Opinión Internacional

Francia: entre la fantasía y el miedo

Francia es hoy un país convulsionado, heredero de una gran historia, y prisionero de un presente que oscila entre la fantasía y el miedo. Los motines de estas pasadas semanas han asestado una herida mortal a la imagen de sí mismos que tan cuidadosamente habían cultivado las élites y el pueblo francés, una imagen muy frágil, construida sobre el olvido de su pasado reciente y la distorsión de su efectiva realidad nacional.

La Primera Guerra Mundial puso fin a Francia como potencia mundial, y la aplastante derrota ante Hitler veintidós años más tarde lo confirmó. No obstante, un mago de la política llamado Charles De Gaulle, ayudado por la polarización de la Guerra Fría y la indulgencia de Washington, fue capaz de convencer a los franceses que el régimen colaboracionista de Vichy había sido tan sólo un mal sueño, y que de paso Francia tenía el peso necesario para sentarse a la mesa con las grandes potencias. Hoy todos sabemos que fueron muchos más los franceses que colaboraron con los nazis o fueron pasivos que los que resistieron frente a Hitler. Sin embargo, De Gaulle creó un mito que borró ese episodio, y de ese mito de grandeza impoluta ha vivido por décadas un país incapaz de reconciliarse con las crudas verdades de su disminuida condición.

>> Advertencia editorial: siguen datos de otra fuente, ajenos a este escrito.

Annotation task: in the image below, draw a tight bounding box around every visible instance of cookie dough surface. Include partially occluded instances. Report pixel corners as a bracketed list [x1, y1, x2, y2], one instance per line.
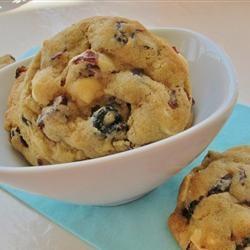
[0, 55, 16, 69]
[5, 17, 192, 165]
[168, 146, 250, 250]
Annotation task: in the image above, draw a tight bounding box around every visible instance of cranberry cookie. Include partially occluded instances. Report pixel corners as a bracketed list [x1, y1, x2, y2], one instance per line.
[5, 17, 192, 165]
[168, 146, 250, 250]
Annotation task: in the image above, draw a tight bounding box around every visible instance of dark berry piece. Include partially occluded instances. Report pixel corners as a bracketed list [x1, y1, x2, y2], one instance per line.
[114, 31, 128, 45]
[92, 106, 127, 134]
[15, 66, 27, 79]
[91, 105, 101, 114]
[168, 90, 179, 109]
[131, 68, 144, 76]
[60, 78, 66, 87]
[207, 174, 232, 196]
[172, 46, 180, 54]
[22, 115, 32, 126]
[239, 200, 250, 207]
[20, 135, 29, 148]
[236, 237, 250, 250]
[186, 241, 192, 250]
[239, 168, 247, 186]
[182, 196, 203, 220]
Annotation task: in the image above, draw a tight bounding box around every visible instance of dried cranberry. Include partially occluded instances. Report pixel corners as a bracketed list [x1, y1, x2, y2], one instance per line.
[15, 66, 27, 79]
[131, 68, 144, 76]
[208, 173, 232, 196]
[172, 46, 180, 54]
[168, 90, 179, 109]
[73, 50, 98, 65]
[22, 115, 32, 126]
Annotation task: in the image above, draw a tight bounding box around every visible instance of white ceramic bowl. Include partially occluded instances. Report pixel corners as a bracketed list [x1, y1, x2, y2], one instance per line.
[0, 28, 237, 205]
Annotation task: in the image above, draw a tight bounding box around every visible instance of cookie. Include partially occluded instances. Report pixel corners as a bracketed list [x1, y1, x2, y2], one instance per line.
[168, 146, 250, 250]
[5, 17, 192, 165]
[0, 55, 16, 69]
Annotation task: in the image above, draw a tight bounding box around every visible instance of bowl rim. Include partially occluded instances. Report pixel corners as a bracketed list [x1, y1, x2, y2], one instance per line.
[0, 27, 238, 173]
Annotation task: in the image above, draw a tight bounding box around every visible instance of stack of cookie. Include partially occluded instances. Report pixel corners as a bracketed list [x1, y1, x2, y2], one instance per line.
[5, 17, 193, 165]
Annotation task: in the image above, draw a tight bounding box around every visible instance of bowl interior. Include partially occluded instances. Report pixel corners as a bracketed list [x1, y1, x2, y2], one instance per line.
[0, 28, 235, 166]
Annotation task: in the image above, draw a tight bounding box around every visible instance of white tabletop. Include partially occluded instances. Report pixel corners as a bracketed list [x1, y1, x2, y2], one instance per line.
[0, 0, 250, 250]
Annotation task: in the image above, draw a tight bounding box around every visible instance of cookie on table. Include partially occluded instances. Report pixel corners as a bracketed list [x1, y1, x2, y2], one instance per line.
[0, 55, 16, 69]
[5, 17, 192, 165]
[168, 146, 250, 250]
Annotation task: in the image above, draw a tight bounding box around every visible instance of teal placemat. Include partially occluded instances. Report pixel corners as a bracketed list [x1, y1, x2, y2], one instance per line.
[3, 49, 250, 250]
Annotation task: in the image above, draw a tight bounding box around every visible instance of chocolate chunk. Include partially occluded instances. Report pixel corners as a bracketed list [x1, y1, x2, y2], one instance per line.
[91, 105, 101, 115]
[92, 106, 128, 134]
[15, 66, 27, 79]
[22, 115, 32, 126]
[182, 196, 203, 220]
[208, 173, 232, 196]
[131, 68, 144, 76]
[239, 168, 247, 186]
[236, 237, 250, 250]
[168, 90, 179, 109]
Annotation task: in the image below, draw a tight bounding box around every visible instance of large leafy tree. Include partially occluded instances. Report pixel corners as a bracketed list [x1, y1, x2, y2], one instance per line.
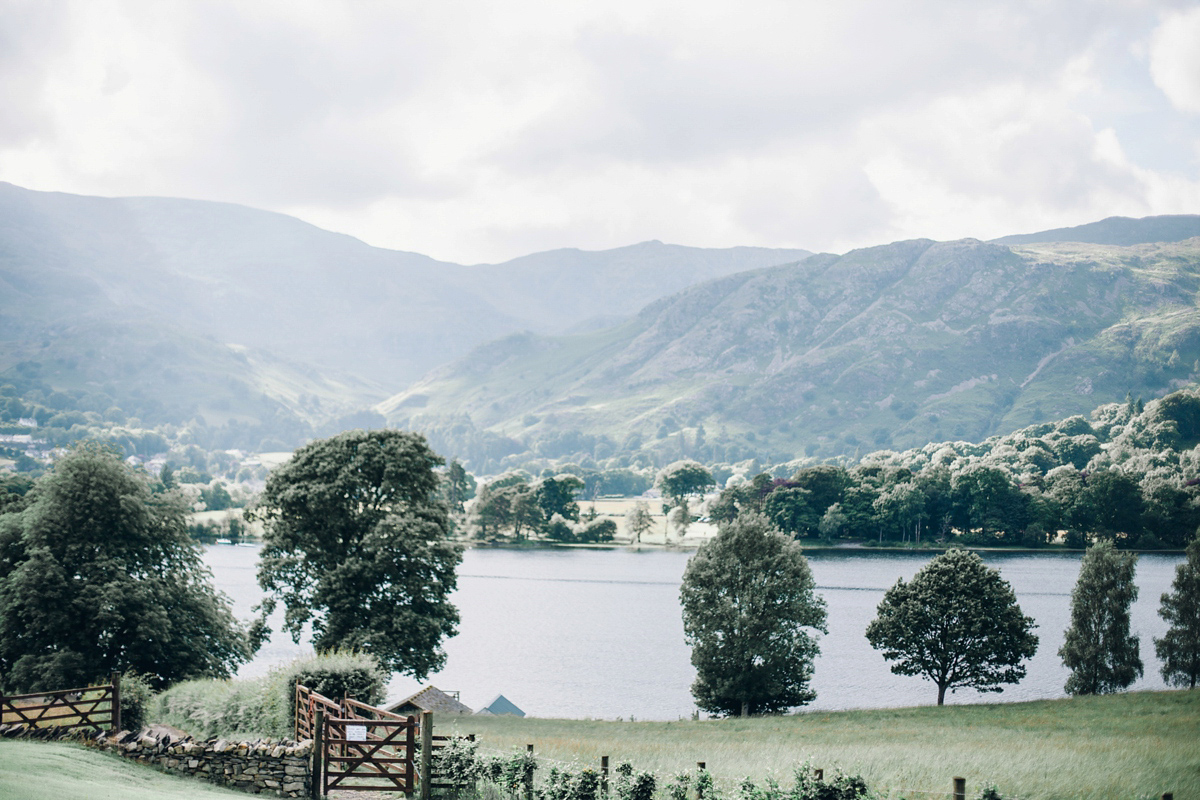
[680, 513, 826, 716]
[1154, 539, 1200, 688]
[866, 549, 1038, 705]
[0, 444, 251, 691]
[256, 431, 462, 679]
[1058, 540, 1142, 694]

Junto a su ilusión de poderío global, Francia nutrió el de un presunto modelo propio en el plano social interno, que ahora yace convertido en ruinas por los tumultos en los llamados «barrios sensibles» de París y cientos de otras ciudades. Las élites francesas, ebrias de fantasía, siempre dispuestas a amonestar a diestra y siniestra, a dar consejos a los demás acerca de cómo hacer las cosas, y a proclamarse superiores en el plano ético a los tan vilipendiados anglosajones, han mordido el polvo en los laberintos urbanos donde están desplazados los «otros», los inmigrantes musulmanes y sus hijos, ahora contagiados de odio contra lo que Francia representa, y provistos de una identidad militante a través de la ideología integrista islámica.

Desafiados por una honda crisis que apenas comienza y repercutirá por años, los delirios napoleónicos de un Chirac, y los aún más irrisorios de un Villepin, causarían estupor si no fuesen tan patéticos. En manos de un político de la categoría de De Gaulle tales desvaríos lucían brillantes, aunque fuesen también huecos. Enarbolados por personajes menos diestros como Chirac, semejantes quimeras han conducido a Francia al sitio que tanto esfuerzo se hizo por evitar: el del encuentro de pueblo y élites consigo mismos, con sus sombrías realidades actuales, y con la descarnada situación de un país que se ha equivocado gravemente en su proyección externa así como en sus arreglos domésticos, resquebrajados por la rabia feroz de las zonas marginales.

La fantasía de Francia como presunta gran potencia fue construida mediante un sistemático y a veces desleal cuestionamiento a los Estados Unidos. Su más reciente expresión ha sido la miope e hipócrita postura francesa con respecto a la guerra de Irak. El Informe de Naciones Unidas en torno al caso de la venta de «petróleo por alimentos», cuya aparatosa corrupción alcanza también al Secretario General Kofi Annan y sus allegados, indica que 180 importantes empresas francesas, entre ellas Renault y Peugeot, pagaron cuantiosas sumas al régimen de Saddam Hussein para participar del festín. Francia y otros en Europa han buscado apaciguar al fundamentalismo islámico, y con ello han acrecentado el desprecio de los terroristas que aspiran destruir la civilización occidental.

Chocar contra una verdad eludida por mucho tiempo genera miedo, y el miedo es el sentimiento más extendido en la Francia de hoy. Las élites no saben qué hacer, excepto arrojar dinero a las barriadas rebeldes y sus habitantes para paliar los resentimientos. En política internacional, en lugar de seguir el liderazgo de Washington para transformar el escenario político del Medio Oriente, y ahogar en sus raíces el radicalismo estimulando procesos democráticos, Francia y el resto de Europa se refugian en un anti-yanquismo tan ciego como estéril, y en las vacías seguridades de un «modelo» que produce estancamiento, desempleo, y desesperación. El modelo social francés se reduce a esto: el que tiene trabajo no lo pierde nunca, y el que no lo tiene no lo encuentra jamás. De allí la decadencia del país, acompañado en su ruta por una Europa cuyo legado histórico ya no funciona como impulso hacia adelante, sino como freno al porvenir.